As I listened and struggled to find words of genuine comfort and hope, I found myself offering them my half-baked belief in the Communion of Saints.

You see, the older I get and the more I hang around this place, the more I’m practicing and enjoy life in communion with the saints. Mary, Joseph, Simeon, Anna, Peter, Edward, yes, and beside them a host of other ordinary saints I’ve known and still love though I see them no longer and I miss them very much – there’s Margaret, Edith, Alec, Barry, Clarice, Victor, Tony, Dorothy, Janet, Maureen, Lydia, Joyce (lots of Joyces).

Here, yes, I find some help in the regular prayers for the faithful departed, but that’s just the tip of the iceberg. Here, surrounded by a good many graves and memorials, I could easily be overwhelmed by morbid thoughts of death and loss.
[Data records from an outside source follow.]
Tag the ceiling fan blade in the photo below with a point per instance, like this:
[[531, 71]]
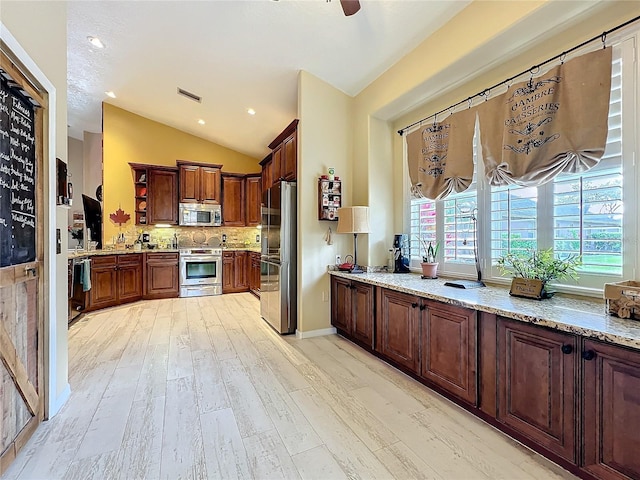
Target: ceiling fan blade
[[350, 6]]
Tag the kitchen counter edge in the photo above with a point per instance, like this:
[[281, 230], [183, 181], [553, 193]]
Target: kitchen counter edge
[[581, 316]]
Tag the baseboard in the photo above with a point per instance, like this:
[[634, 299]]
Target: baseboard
[[56, 404], [316, 333]]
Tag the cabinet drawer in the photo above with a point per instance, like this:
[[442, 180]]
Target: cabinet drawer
[[130, 259], [98, 261], [161, 257]]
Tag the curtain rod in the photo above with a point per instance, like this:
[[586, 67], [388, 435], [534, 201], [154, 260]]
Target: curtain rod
[[485, 92]]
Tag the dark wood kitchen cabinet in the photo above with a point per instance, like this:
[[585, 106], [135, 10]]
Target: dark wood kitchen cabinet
[[233, 200], [353, 310], [449, 349], [115, 279], [284, 154], [234, 272], [398, 328], [254, 273], [162, 196], [611, 416], [537, 378], [253, 194], [161, 275], [104, 288], [199, 183]]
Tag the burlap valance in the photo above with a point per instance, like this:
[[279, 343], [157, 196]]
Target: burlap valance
[[548, 125], [440, 156]]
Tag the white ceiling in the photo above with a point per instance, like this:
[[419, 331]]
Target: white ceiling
[[235, 54]]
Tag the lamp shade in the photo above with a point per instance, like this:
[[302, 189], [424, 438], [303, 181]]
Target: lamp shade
[[353, 220]]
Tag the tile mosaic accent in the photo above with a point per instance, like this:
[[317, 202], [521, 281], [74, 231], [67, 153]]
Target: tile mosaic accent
[[578, 315]]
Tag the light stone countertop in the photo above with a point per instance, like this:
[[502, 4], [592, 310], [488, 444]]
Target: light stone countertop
[[579, 315]]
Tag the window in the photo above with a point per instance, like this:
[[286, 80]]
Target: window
[[589, 214]]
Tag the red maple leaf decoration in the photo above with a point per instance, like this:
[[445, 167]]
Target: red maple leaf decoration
[[119, 217]]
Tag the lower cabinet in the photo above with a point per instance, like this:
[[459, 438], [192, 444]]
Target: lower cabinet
[[234, 272], [115, 279], [449, 349], [398, 328], [162, 278], [352, 312], [537, 384], [611, 411]]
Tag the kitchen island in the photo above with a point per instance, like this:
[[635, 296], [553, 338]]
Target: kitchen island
[[560, 375]]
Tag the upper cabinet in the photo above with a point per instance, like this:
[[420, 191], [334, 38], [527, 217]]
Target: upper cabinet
[[199, 183], [233, 200], [156, 194], [253, 194], [283, 161]]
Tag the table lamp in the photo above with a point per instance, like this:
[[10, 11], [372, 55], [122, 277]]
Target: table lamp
[[354, 220]]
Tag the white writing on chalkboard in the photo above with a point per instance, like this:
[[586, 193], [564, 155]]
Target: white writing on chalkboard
[[17, 178]]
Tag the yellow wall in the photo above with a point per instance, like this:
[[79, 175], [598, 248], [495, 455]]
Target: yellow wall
[[128, 137], [324, 140]]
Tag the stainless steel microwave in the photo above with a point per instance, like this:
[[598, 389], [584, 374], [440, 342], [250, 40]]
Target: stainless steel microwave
[[200, 215]]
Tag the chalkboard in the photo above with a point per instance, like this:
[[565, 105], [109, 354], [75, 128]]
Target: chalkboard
[[17, 177]]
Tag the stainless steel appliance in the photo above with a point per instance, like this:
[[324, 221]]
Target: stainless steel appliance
[[200, 272], [200, 215], [278, 267]]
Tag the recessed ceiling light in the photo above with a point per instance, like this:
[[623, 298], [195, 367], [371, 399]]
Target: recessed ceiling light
[[96, 42]]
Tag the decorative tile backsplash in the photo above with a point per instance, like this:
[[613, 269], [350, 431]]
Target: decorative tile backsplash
[[236, 237]]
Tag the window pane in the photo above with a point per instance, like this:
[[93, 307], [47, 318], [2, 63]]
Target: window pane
[[513, 220], [423, 225], [459, 227]]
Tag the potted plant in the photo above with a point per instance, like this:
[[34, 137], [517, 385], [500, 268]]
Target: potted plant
[[535, 268], [429, 263]]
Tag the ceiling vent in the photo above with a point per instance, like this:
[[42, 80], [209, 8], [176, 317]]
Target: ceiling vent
[[189, 95]]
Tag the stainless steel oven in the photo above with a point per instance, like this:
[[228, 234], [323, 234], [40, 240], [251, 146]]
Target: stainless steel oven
[[200, 272]]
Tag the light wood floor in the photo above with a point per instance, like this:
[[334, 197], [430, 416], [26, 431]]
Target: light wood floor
[[203, 388]]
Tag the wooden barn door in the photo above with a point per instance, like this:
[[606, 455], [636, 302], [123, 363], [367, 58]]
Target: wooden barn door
[[22, 109]]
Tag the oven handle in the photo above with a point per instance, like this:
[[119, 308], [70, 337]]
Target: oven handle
[[201, 258]]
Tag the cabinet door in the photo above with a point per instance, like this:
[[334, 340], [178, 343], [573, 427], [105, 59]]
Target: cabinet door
[[162, 279], [228, 279], [398, 328], [449, 342], [129, 277], [611, 411], [233, 204], [240, 266], [267, 176], [210, 185], [104, 291], [537, 379], [289, 157], [189, 184], [362, 313], [254, 201], [162, 204], [276, 164], [341, 304]]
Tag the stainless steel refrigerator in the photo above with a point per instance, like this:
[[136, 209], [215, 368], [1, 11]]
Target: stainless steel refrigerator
[[278, 272]]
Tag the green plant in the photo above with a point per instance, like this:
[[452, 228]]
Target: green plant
[[540, 265], [430, 251]]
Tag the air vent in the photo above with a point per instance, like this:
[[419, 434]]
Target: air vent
[[189, 95]]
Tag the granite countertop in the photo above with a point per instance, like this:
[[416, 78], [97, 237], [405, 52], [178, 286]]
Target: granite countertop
[[93, 253], [579, 315]]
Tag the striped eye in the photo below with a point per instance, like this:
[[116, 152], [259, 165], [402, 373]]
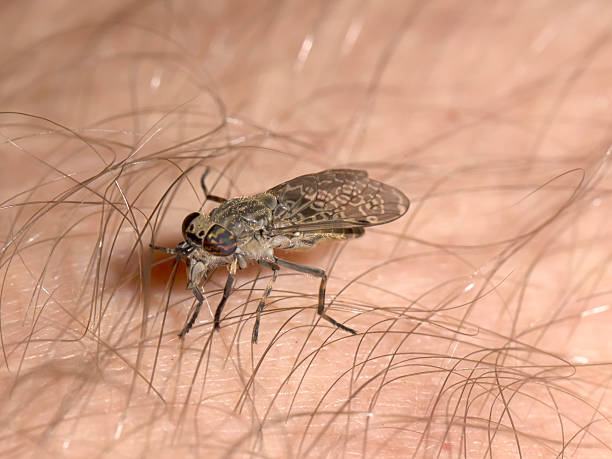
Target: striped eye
[[220, 242], [189, 230]]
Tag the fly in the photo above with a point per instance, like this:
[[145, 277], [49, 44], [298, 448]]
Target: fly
[[335, 204]]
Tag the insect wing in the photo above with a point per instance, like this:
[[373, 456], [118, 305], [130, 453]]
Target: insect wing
[[335, 199]]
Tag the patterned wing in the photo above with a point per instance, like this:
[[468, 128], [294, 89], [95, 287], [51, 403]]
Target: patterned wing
[[334, 199]]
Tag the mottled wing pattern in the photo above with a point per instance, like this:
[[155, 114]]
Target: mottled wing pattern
[[335, 199]]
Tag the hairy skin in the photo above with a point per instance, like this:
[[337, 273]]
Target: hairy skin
[[483, 314]]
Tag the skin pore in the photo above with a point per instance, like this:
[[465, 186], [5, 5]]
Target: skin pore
[[482, 315]]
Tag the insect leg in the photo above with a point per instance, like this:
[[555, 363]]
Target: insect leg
[[319, 273], [210, 197], [262, 303], [227, 290], [198, 294]]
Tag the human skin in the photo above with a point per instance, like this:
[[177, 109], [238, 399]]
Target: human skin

But here I’m aware of being so much more surrounded by a great cloud of witnesses, the whole company of heaven. For here in this time and place, earth and heaven are joined together in lively worship and real eternal life. Here more than any other place I know I’m still with the ones I love. Here, as St Pauls says, I know that nothing separates us from the love of God in Christ Jesus our Lord.

But now let’s come back down to earth.

Together, this old man and old woman, Simeon and Anna, each in their own way helped the young parents, Mary and Joseph, as they grew in their faith and in the knowledge and love of God, who they happened to be holding right there in their arms.

Old and young, we’re in this life together. More profoundly here in this place, we’re in the life of Christ together.

The great Swiss doctor and theologian of the last century, Paul Tournier, believed that the secret of successful ageing was the development of an affirmative response to every stage in life. He wrote:

I am not really suggesting to the young, or to young adults, that they should meditate on old age, which is not their problem, but rather they should truly live their present youth. One prepares for old age by taking a positive attitude throughout one's life, that is to say, by living each stage fully... The free and convinced consent that life demands of the old is not some exceptional burden that is laid on them alone - it is a universal law. A single 'Yes!' goes through the whole of life. It is successively 'Yes!' to childhood, to youth, to adult life, to old age, and finally 'Yes!' to death.'

However young or old we are, it is good (to say the least!) to meet Jesus Christ and to recognise God’s promise, God’s yes, in him.

May God give each of us grace to say yes to him now and all the days of our life. Amen.